Thursday, 27 August 2015

At the Registration Office for Refugees on Turm Strasse

Today, I went to the 'Flüchtlingserstaufnahmestelle' (Registration Office for Refugees) on Turm Strasse. Located in the multicultural heart of Moabit in a former factory, consisting of several buildings surrounded by a sort-of park, this is one of several such registration offices, scattered all across Berlin. What I found there, were masses of people, most of them from Syria (as far as I could tell), sitting on the ground, looking worn out, exhausted, and just simply desolate. Desperation was written all over their faces. I was especially astonished by the huge number of children, who, perhaps unsurprisingly, didn't look quite as desperate and sad as their parents did, for given that they were somewhere between 3 and 7 years old, they most probably haven't quite grasped yet what's going on.
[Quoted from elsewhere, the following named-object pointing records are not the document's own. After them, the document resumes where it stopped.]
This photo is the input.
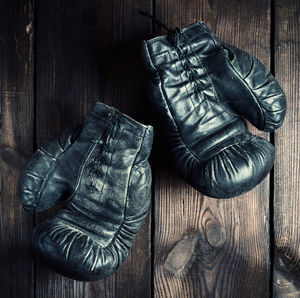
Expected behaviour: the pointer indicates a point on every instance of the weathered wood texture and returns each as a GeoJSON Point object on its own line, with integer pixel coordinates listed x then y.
{"type": "Point", "coordinates": [87, 51]}
{"type": "Point", "coordinates": [286, 281]}
{"type": "Point", "coordinates": [16, 142]}
{"type": "Point", "coordinates": [232, 258]}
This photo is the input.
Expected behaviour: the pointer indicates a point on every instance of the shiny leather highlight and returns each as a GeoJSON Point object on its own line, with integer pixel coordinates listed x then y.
{"type": "Point", "coordinates": [200, 90]}
{"type": "Point", "coordinates": [102, 173]}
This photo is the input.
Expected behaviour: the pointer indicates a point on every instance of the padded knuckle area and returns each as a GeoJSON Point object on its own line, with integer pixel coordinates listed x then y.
{"type": "Point", "coordinates": [236, 169]}
{"type": "Point", "coordinates": [78, 253]}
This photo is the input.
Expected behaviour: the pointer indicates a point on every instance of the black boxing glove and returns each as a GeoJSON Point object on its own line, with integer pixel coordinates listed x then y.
{"type": "Point", "coordinates": [200, 90]}
{"type": "Point", "coordinates": [102, 173]}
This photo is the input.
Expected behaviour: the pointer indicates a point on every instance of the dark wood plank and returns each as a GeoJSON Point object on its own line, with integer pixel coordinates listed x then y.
{"type": "Point", "coordinates": [88, 50]}
{"type": "Point", "coordinates": [16, 144]}
{"type": "Point", "coordinates": [232, 256]}
{"type": "Point", "coordinates": [286, 278]}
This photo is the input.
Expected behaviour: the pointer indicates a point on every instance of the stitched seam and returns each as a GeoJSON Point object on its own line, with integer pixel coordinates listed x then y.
{"type": "Point", "coordinates": [46, 178]}
{"type": "Point", "coordinates": [164, 97]}
{"type": "Point", "coordinates": [185, 85]}
{"type": "Point", "coordinates": [254, 97]}
{"type": "Point", "coordinates": [210, 80]}
{"type": "Point", "coordinates": [126, 200]}
{"type": "Point", "coordinates": [84, 162]}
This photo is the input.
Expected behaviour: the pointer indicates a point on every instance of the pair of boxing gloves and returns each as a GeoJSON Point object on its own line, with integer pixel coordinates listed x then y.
{"type": "Point", "coordinates": [200, 90]}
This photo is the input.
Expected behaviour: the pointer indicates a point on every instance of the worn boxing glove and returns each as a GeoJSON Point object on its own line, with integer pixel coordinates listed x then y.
{"type": "Point", "coordinates": [200, 91]}
{"type": "Point", "coordinates": [102, 172]}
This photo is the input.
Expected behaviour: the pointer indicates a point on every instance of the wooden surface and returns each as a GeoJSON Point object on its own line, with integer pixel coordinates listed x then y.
{"type": "Point", "coordinates": [57, 57]}
{"type": "Point", "coordinates": [286, 281]}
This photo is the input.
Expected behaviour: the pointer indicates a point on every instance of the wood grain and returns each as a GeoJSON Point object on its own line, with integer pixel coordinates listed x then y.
{"type": "Point", "coordinates": [233, 251]}
{"type": "Point", "coordinates": [286, 278]}
{"type": "Point", "coordinates": [87, 51]}
{"type": "Point", "coordinates": [16, 142]}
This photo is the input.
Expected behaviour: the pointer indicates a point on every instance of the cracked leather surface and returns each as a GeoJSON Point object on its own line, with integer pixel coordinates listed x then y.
{"type": "Point", "coordinates": [102, 173]}
{"type": "Point", "coordinates": [200, 90]}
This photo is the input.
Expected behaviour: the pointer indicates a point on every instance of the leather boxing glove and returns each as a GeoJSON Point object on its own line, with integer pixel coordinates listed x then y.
{"type": "Point", "coordinates": [102, 172]}
{"type": "Point", "coordinates": [200, 91]}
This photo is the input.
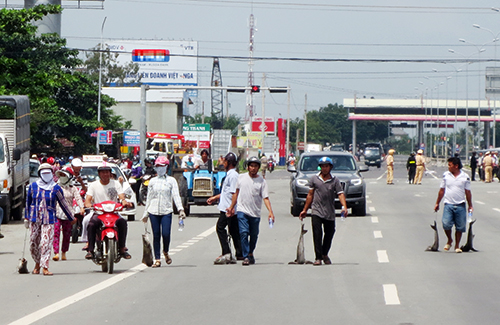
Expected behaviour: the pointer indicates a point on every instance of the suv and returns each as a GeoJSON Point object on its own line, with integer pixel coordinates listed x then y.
{"type": "Point", "coordinates": [344, 168]}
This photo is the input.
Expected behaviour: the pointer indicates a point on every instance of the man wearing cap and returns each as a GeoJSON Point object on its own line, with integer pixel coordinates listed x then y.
{"type": "Point", "coordinates": [224, 198]}
{"type": "Point", "coordinates": [251, 190]}
{"type": "Point", "coordinates": [488, 167]}
{"type": "Point", "coordinates": [390, 167]}
{"type": "Point", "coordinates": [420, 159]}
{"type": "Point", "coordinates": [324, 188]}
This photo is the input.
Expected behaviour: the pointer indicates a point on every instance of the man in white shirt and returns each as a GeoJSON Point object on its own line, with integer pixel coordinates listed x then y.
{"type": "Point", "coordinates": [106, 189]}
{"type": "Point", "coordinates": [455, 188]}
{"type": "Point", "coordinates": [251, 190]}
{"type": "Point", "coordinates": [225, 197]}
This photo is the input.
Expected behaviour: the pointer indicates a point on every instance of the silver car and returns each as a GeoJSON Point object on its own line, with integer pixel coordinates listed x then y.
{"type": "Point", "coordinates": [344, 168]}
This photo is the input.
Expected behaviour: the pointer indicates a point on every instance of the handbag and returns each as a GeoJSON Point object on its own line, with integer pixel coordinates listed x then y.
{"type": "Point", "coordinates": [147, 250]}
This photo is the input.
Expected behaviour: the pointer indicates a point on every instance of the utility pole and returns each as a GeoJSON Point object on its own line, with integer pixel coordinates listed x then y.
{"type": "Point", "coordinates": [288, 126]}
{"type": "Point", "coordinates": [305, 123]}
{"type": "Point", "coordinates": [263, 125]}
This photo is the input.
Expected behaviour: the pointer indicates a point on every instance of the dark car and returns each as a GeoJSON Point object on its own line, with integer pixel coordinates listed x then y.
{"type": "Point", "coordinates": [344, 168]}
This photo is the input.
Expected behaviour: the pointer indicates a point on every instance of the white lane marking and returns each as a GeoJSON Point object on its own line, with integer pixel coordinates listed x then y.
{"type": "Point", "coordinates": [391, 294]}
{"type": "Point", "coordinates": [44, 312]}
{"type": "Point", "coordinates": [382, 256]}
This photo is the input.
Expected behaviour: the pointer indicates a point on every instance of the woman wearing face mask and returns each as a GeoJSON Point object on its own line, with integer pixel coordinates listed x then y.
{"type": "Point", "coordinates": [161, 190]}
{"type": "Point", "coordinates": [40, 216]}
{"type": "Point", "coordinates": [70, 193]}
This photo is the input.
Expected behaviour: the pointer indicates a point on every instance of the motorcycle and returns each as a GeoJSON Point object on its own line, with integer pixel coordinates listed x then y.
{"type": "Point", "coordinates": [106, 252]}
{"type": "Point", "coordinates": [270, 166]}
{"type": "Point", "coordinates": [143, 192]}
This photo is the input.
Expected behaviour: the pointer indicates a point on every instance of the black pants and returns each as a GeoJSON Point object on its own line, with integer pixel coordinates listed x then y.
{"type": "Point", "coordinates": [95, 224]}
{"type": "Point", "coordinates": [322, 244]}
{"type": "Point", "coordinates": [234, 231]}
{"type": "Point", "coordinates": [411, 174]}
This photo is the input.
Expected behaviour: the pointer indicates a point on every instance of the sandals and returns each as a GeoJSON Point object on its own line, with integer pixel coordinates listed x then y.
{"type": "Point", "coordinates": [167, 258]}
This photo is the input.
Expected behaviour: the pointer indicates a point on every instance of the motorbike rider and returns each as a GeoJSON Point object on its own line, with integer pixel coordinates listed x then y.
{"type": "Point", "coordinates": [76, 167]}
{"type": "Point", "coordinates": [106, 189]}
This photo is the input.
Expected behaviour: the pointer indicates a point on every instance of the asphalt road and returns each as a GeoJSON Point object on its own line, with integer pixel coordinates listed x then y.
{"type": "Point", "coordinates": [380, 274]}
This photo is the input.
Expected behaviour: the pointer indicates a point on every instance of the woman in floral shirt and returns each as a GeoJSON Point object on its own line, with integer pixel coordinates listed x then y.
{"type": "Point", "coordinates": [40, 216]}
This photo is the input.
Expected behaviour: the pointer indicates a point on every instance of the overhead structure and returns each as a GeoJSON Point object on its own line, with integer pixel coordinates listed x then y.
{"type": "Point", "coordinates": [249, 92]}
{"type": "Point", "coordinates": [217, 95]}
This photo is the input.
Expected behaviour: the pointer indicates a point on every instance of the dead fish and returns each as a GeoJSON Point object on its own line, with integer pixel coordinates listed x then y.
{"type": "Point", "coordinates": [22, 268]}
{"type": "Point", "coordinates": [301, 258]}
{"type": "Point", "coordinates": [470, 236]}
{"type": "Point", "coordinates": [435, 246]}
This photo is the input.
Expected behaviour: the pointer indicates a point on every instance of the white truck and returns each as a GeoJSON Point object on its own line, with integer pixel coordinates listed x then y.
{"type": "Point", "coordinates": [14, 155]}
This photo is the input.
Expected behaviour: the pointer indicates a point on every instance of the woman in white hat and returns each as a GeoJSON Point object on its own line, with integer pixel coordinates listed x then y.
{"type": "Point", "coordinates": [40, 216]}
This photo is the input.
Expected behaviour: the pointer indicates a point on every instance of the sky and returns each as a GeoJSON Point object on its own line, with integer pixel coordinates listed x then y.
{"type": "Point", "coordinates": [320, 31]}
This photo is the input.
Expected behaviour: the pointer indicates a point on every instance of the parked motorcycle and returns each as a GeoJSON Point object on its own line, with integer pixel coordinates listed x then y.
{"type": "Point", "coordinates": [106, 251]}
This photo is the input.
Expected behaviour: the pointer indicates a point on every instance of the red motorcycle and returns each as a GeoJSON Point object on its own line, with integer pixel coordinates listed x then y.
{"type": "Point", "coordinates": [106, 253]}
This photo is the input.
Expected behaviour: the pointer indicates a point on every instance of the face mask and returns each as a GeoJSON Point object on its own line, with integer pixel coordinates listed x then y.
{"type": "Point", "coordinates": [63, 180]}
{"type": "Point", "coordinates": [161, 171]}
{"type": "Point", "coordinates": [46, 177]}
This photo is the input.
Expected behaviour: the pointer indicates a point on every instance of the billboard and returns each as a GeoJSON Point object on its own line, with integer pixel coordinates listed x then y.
{"type": "Point", "coordinates": [160, 62]}
{"type": "Point", "coordinates": [197, 134]}
{"type": "Point", "coordinates": [268, 124]}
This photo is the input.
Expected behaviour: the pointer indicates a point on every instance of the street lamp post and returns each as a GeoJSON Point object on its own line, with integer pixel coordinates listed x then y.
{"type": "Point", "coordinates": [495, 40]}
{"type": "Point", "coordinates": [100, 86]}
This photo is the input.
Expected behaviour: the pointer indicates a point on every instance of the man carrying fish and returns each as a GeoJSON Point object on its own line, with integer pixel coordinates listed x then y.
{"type": "Point", "coordinates": [455, 189]}
{"type": "Point", "coordinates": [324, 188]}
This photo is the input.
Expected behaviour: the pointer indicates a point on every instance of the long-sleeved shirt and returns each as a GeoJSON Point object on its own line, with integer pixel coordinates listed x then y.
{"type": "Point", "coordinates": [41, 204]}
{"type": "Point", "coordinates": [161, 191]}
{"type": "Point", "coordinates": [70, 193]}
Or, maybe, they were so taken by Lucas (my dog), that they forgot about the fix they're in. Unfortunately, Lucas being one of those dogs who's scared by children (especially in great numbers), he started to get nervous, unable to cope with all the fuss made over him. 

A female volunteer, in full burqa, came over and suggested (in accent-free German, I might add), that I carry Lucas and get him out. Apparently, this wasn't the first such incidence, according to her. Moreover, the grounds were full of volunteers from all walks of life - carrying makeshift name tags - assisting the refugees, some of them translating, others helping them with the registration or getting their medical. Several tents were scattered across the huge factory plot, some for giving out food, others for medical care. There also was a mobile x-ray truck as well as a string of portable loos. I tried to get in touch with some of the refugees, spoke to them, but sadly, none of the ones I spoke to had any English, nor French, let alone German. The answer I usually got was, '... from Syria ... only Arabic ...', which sadly, I myself don't speak. As a result, making contact - which was the primary reason why I went - was limited. Still, it was an interesting, a moving, experience. 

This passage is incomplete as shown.